Yeah, in the NFL it's an artifact of the 16-game season and very strong top-of-draft relative to the rest.
In the NBA, it's an artifact of there usually being, at most, 2-3 players available in the draft who can reverse the fortunes of the franchise (and some years, that number is 0).
In the NHL... wait, why is tanking a problem in the NHL? Is it, even? They have a lengthy and complex minors system that ought to blunt the impact of the draft. Is there some revenue-sharing stuff tied to finishing position? Careers for top players in the NHL can be very long, too. Theirs is the league most like baseball in this regard.
In baseball, maybe one year in five is there an obvious, consensus, franchise-altering #1-overall pick available. Ken Griffey Jr (1987), Chipper Jones (1990), A-Rod (1993), Adrian Gonzalez (2000), Joe Mauer (2001), David Price (2007), Bryce Harper (2010). The #2 overall pick would net you JD Drew (1997), Josh Beckett (1999), Justin Verlander (2004), Alex Gordon (2005), and a lot of variance beyond that. The #3 pick became Matt Williams (1986), Troy Glaus (1997) and Evan Longoria (2006), but also a lot of never-weres.
Meanwhile:
- Trout was drafted #25 overall
- Kershaw was #7
- Greinke was #6, and rather famously had a tough first few years in the majors
- CC Sabathia was #20
- Pujols went in the 13th round
- Maddux went in the 2nd round as did Tom Glavine; Randy Johnson went in the 4th round, and was 30 before he put it together; Biggio was #22 overall; Smoltz was in the 22nd round (!). Etc etc.
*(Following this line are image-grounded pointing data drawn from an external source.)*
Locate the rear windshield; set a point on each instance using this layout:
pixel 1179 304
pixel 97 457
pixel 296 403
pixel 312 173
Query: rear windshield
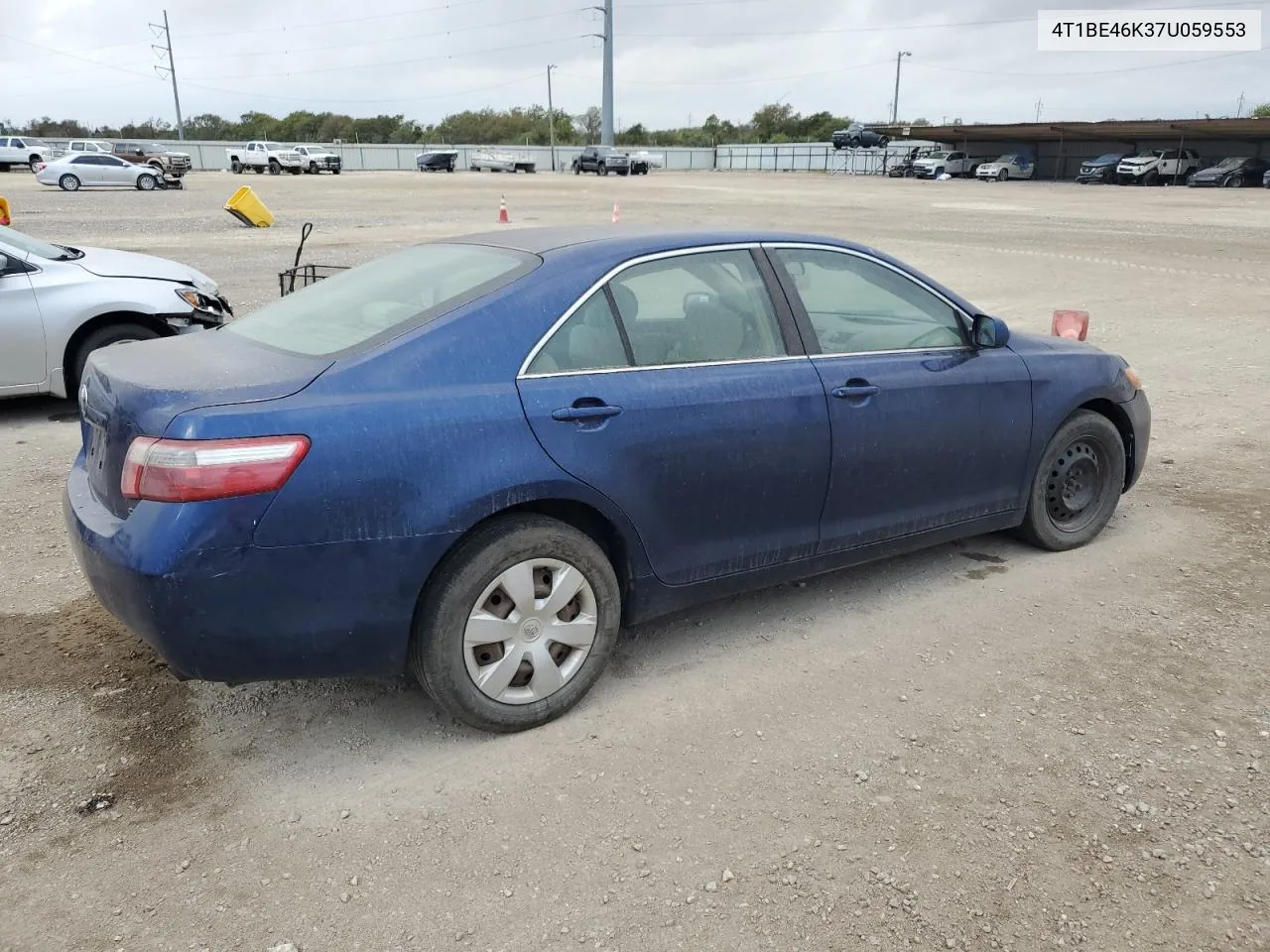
pixel 381 298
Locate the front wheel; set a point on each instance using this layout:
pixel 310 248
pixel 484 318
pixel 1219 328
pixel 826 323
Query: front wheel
pixel 517 624
pixel 1078 484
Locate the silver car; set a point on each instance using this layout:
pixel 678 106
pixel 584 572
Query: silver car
pixel 90 171
pixel 60 303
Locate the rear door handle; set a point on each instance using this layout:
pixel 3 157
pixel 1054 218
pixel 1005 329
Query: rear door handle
pixel 585 413
pixel 855 391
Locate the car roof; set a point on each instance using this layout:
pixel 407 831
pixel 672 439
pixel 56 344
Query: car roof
pixel 627 240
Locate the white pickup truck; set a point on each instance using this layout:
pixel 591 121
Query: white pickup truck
pixel 931 167
pixel 264 157
pixel 21 150
pixel 1157 166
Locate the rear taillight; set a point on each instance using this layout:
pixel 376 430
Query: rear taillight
pixel 194 470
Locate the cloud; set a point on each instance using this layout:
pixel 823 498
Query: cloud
pixel 674 60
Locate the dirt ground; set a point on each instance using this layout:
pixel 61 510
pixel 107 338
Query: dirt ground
pixel 979 747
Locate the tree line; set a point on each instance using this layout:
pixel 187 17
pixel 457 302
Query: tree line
pixel 776 122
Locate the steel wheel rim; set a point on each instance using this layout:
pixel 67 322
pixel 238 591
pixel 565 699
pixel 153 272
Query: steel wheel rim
pixel 530 631
pixel 1076 485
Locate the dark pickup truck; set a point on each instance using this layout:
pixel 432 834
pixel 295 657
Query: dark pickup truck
pixel 606 159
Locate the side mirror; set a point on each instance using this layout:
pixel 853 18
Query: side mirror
pixel 989 331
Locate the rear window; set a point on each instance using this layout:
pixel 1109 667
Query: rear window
pixel 382 298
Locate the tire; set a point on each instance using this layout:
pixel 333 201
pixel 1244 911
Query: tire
pixel 467 579
pixel 104 336
pixel 1078 484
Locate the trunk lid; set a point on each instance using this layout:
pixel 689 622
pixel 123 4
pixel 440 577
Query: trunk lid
pixel 136 390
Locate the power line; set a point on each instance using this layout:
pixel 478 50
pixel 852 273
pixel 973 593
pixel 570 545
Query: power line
pixel 388 40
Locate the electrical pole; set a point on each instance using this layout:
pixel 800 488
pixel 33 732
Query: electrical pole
pixel 552 116
pixel 171 67
pixel 894 103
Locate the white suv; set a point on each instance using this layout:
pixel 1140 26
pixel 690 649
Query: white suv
pixel 21 150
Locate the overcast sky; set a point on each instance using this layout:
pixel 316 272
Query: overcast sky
pixel 675 61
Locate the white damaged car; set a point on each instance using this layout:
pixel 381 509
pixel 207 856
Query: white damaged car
pixel 1012 166
pixel 60 303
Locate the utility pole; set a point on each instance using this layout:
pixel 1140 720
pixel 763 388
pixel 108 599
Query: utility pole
pixel 171 67
pixel 606 107
pixel 894 103
pixel 552 116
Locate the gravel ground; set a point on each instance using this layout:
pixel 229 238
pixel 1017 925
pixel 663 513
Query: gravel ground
pixel 978 747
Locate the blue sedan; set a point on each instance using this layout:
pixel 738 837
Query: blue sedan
pixel 476 458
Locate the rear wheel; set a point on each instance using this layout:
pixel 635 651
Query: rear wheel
pixel 1078 484
pixel 517 624
pixel 104 336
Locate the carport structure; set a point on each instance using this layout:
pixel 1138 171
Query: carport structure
pixel 1062 146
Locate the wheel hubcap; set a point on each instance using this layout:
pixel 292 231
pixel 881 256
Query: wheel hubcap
pixel 530 631
pixel 1075 485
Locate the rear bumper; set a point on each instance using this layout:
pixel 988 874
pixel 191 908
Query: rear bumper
pixel 1138 411
pixel 250 613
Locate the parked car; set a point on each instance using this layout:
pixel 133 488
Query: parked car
pixel 171 164
pixel 1157 166
pixel 317 159
pixel 856 136
pixel 262 157
pixel 953 163
pixel 1012 166
pixel 1101 171
pixel 60 303
pixel 77 171
pixel 22 150
pixel 223 513
pixel 1236 172
pixel 602 160
pixel 903 169
pixel 89 145
pixel 500 162
pixel 437 160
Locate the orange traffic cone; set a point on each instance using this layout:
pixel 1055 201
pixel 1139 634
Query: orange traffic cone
pixel 1070 324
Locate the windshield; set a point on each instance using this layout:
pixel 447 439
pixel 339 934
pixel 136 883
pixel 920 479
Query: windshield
pixel 41 249
pixel 391 294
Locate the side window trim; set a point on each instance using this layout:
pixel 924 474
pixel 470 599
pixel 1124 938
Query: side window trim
pixel 804 321
pixel 752 246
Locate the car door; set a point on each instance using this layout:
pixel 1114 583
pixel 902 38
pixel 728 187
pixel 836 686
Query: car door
pixel 928 430
pixel 23 361
pixel 677 390
pixel 114 172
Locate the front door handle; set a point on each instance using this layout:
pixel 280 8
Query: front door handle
pixel 855 391
pixel 585 413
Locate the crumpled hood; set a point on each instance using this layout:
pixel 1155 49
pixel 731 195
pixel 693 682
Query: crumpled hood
pixel 108 263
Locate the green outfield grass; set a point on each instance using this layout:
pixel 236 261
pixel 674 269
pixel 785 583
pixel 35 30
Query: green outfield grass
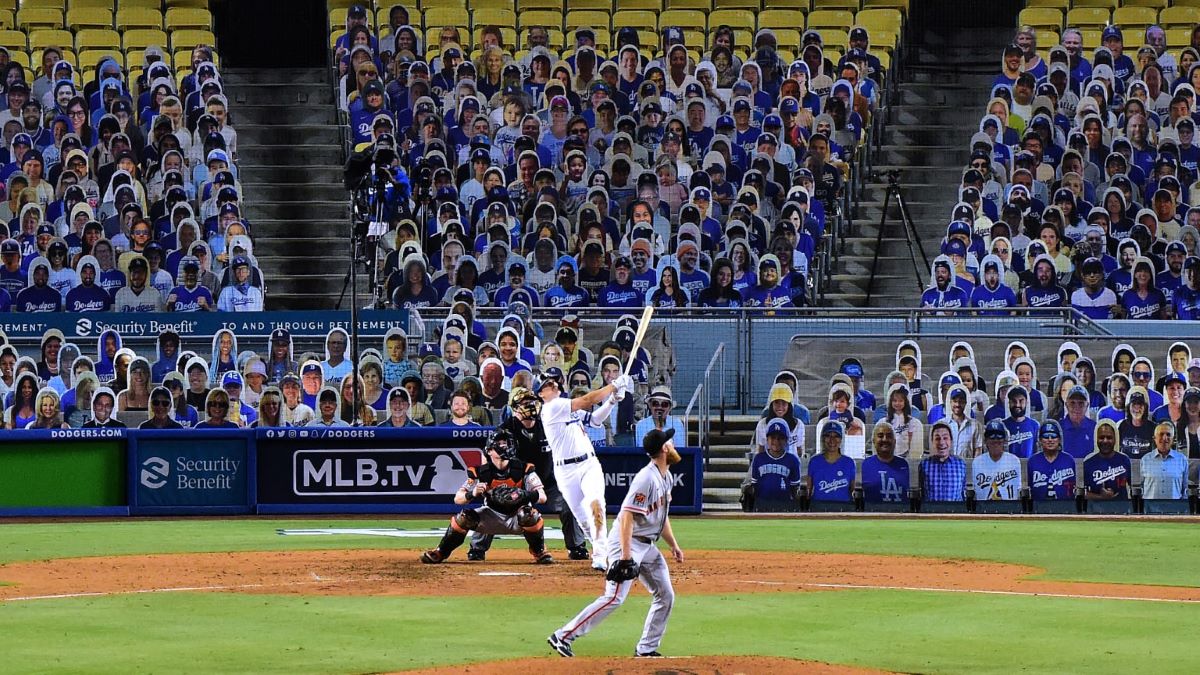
pixel 906 631
pixel 1147 551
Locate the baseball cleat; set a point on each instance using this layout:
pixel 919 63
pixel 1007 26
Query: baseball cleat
pixel 562 646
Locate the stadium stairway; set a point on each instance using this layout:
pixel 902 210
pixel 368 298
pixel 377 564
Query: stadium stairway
pixel 947 77
pixel 729 447
pixel 289 147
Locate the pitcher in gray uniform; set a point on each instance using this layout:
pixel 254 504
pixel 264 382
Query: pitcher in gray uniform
pixel 633 555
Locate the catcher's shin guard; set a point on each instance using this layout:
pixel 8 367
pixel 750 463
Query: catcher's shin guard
pixel 533 533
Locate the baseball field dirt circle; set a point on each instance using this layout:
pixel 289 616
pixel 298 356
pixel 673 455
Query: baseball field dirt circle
pixel 673 665
pixel 397 572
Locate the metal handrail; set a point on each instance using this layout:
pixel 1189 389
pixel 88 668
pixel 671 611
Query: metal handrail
pixel 702 395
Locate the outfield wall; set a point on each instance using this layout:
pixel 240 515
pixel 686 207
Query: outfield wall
pixel 269 471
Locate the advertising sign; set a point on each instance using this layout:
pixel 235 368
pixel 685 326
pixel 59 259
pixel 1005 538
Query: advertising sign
pixel 178 472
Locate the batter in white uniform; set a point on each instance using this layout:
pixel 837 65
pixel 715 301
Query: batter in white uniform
pixel 642 520
pixel 576 469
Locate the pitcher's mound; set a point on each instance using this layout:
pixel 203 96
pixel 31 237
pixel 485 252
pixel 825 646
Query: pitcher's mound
pixel 669 665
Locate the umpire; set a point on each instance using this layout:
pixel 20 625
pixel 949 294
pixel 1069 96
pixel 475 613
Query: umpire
pixel 531 440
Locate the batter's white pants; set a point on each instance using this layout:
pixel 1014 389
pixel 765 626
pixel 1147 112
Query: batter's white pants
pixel 582 485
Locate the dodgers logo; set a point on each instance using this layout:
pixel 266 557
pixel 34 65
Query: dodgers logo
pixel 155 472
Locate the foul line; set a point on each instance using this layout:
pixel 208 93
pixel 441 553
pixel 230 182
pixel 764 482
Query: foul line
pixel 173 590
pixel 935 590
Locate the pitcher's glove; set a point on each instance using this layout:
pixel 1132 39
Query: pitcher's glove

...and that leaves out all the amateur FAs including Miguel Cabrera, Felix Hernandez, Adrian Beltre, Pedro f'ing Martinez, and we might as well include Piazza
My point is, any team obviously or semi-obviously tanking in the last few months is not gaining much if any expected draft value, at the expense of their dignity and some very-real short-term ticket sales and TV coverage. You would expect that, all else equal, if one team is tanking and costing themselves money for little long-term gain, their competitors would love that display of irrationality.
Where MLB teams might have a valid complaint, however, is that when some team does something dumb like that (via fielding B-team lineups, keeping stars out on extended rehab stints, and of course trading MLB assets for Minors lottery tickets), the beneficiaries are scattered. The opponents scheduled in the second half of the season may not be evenly distributed among other teams competing for playoff spots and short-term success. Or those teams (who, say, get a minors callup facing them as a starter, instead of a being-held-out all-star SP) may have their benefits vary day-to-day, series-to-series. So if TB is tanking and the MFY get 12 late-season games against them and BOS only gets 7, we'd be miffed by that. I can see that creating a common cause by owners, to try and enforce some good sense.